W 1906 roku Jill zakończyła swoją komercyjną pracę i niestety dwa lata później została uszkodzna przez burzę. Dopiero w 1953 roku został przeprowadzony w niej remont dzięki Radzie Okręgu Wiejskiego Cuckfield. Remonty z przerwami trwały ponad 30 lat i dopiero w 1986 roku pierwszy raz od wielu lat Jill zmieliła kukurydzę. Niestety już rok później podczas Wielkiej Burzy kiedy wiatr wiał z prędkością 185 km/h został zerwany hamulec unieruchamiajacy żagle, a te zaczęły się szybko kręcić powodując tarcie. Jak się domyślacie w ten sposób powstał ogień, który częściowo uszkodził młyn.
W chwili obecnej Jill jest sprawna i otwarta dla publiczności w większość niedziel od maja do września. Okazjonalnie produkuje mąkę razową, która sprzedawana jest jedynie osobom zwiedzającym.
Tuż obok Jill znajduje się jej brat Jack. Jack jest młodszym i bardziej nowoczesnym wiatrakiem. Został wybudowany w 1866 roku i jest pięciokondygnacyjnym młynen wieżowym z kopułą, na której zamontowany jest fantail i cztery żagle patentowe. Młyn miał trzy pary kamieni młyńskich i miejsce na czwartą parę, gdyb zaszła taka potrzeba. Jack pracował do 1907 roku.
Jack niestety chowa się za krzakami i dostęp do niego jest utrudniony, a raczej bym powiedziała, że niemożliwy. Próbowaliśmy się ze Stefanem przedrzeć przez gąszcz gałęzi, ale niestety niewiele udało nam się zobaczyć. Zobaczyliśmy jedynie, że jest zaniedbany, chociaż obok niego stoi szklany, elegancki i nowoczesny domek.

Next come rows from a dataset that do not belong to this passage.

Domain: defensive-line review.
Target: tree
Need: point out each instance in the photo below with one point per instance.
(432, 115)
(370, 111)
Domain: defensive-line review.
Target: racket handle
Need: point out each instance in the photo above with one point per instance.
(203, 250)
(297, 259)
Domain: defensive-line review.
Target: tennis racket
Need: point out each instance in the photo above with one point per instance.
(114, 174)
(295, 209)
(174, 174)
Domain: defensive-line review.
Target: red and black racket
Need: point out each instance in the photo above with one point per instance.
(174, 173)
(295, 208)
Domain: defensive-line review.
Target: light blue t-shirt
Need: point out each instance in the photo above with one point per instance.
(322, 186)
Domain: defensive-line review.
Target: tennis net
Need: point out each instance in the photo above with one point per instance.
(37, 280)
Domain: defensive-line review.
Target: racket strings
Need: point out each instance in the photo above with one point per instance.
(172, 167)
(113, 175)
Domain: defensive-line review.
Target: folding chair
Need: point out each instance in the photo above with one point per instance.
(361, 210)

Od 2013 roku wiatrak jest własnością kontrowersyjnego adwokata Jolyona Maughama, który zasłynął m.in. z tego, że założył Good Law Project i wnosił do sądu szereg skarg dotyczących procesu Brexitu, któremu się przeciwstawiał.
W 1973 roku Jack and Jill stali się gwiazdami kina. Uniwersal Pictures nakręciło tu film „Czarny wiatrak”, w którym zagrał m.in. znany brytyjski aktor Michael Caine.

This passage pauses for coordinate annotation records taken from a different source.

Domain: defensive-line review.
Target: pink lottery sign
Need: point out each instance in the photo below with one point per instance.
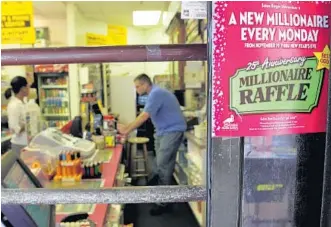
(271, 62)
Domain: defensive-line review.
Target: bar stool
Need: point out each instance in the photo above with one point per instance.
(135, 159)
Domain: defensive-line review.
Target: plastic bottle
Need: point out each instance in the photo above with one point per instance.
(33, 114)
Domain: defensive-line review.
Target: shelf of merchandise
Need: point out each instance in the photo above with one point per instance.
(54, 95)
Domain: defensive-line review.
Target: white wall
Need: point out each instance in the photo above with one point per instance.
(156, 36)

Adres: Mill Ln, Clayton, Hassocks BN6 9PG
Oldland Mill–niespodzianka
Przechadzając się wokół Jacka i Jill dotrzegliśmy w oddali biały wiatrak. Nie wiedziałam o jego istnieniu, ponieważ nawet podczas zeszłorocznego pobytu w Sussex nie miałam zapisanego żadnego wiatraka na liście, który znajdowałby się w okolicy Jack and Jill. Postanowiliśmy poszukać go na mapach google i udało nam się go namierzyć. Pomimo że odległość wydawała się spora, dotarliśmy do niego w 10 minut.
Oldland Mill został wybudowany w Keymer w West Sussex około 1700 roku. Pierwsze wzmianki o istnieniu wiatraka w tym miejscu pochodzą z 1703 roku. Początkowo miał odkryty kozioł, który później obudowano chroniąc przed szkodliwym wpływem pogody. Działał zasilany wiatrem do 1912 roku, później za pomocą silnika parowego. Ma dwie pary kamieni młyńskich, cztery żagle typu spring.
W 1927 roku właścicielem wiatraka zostało Sussex Archaeological Society, które podejmowało próby ratowania młyna. Niestety zgromadzenie nie posiadało na tyle wystraczających funduszy, by wiatrak w pełni przywrócić do formy. W 1977 roku młyn został dokładnie obejrzany przez lokalnych młynarzy, którzy w swojej ekspertyzie zamieścili informację, że młyn jest bliski upadkowi. Po negocjacjach z Towarzystwem Archeologicznym Sussex w 1979 roku Hassocks Amenity Association wydzierżawiło młyn w 1980 roku i rozpoczęło renowację, której podjęli się wolontariusze. Młyn został rozebrany do podstawowych elementów, a zgniłe elementy zastąpiono nowymi.
W październiku 2008 roku Oldland Mill zmielił kukurydzę pierwszy raz od wielu dziecięcioleci. Obecnie wiatrak regularnie miele mąkę, będąc jednym z nielicznych młynów zarejestrowanych i sprzedających mąkę w Sussex.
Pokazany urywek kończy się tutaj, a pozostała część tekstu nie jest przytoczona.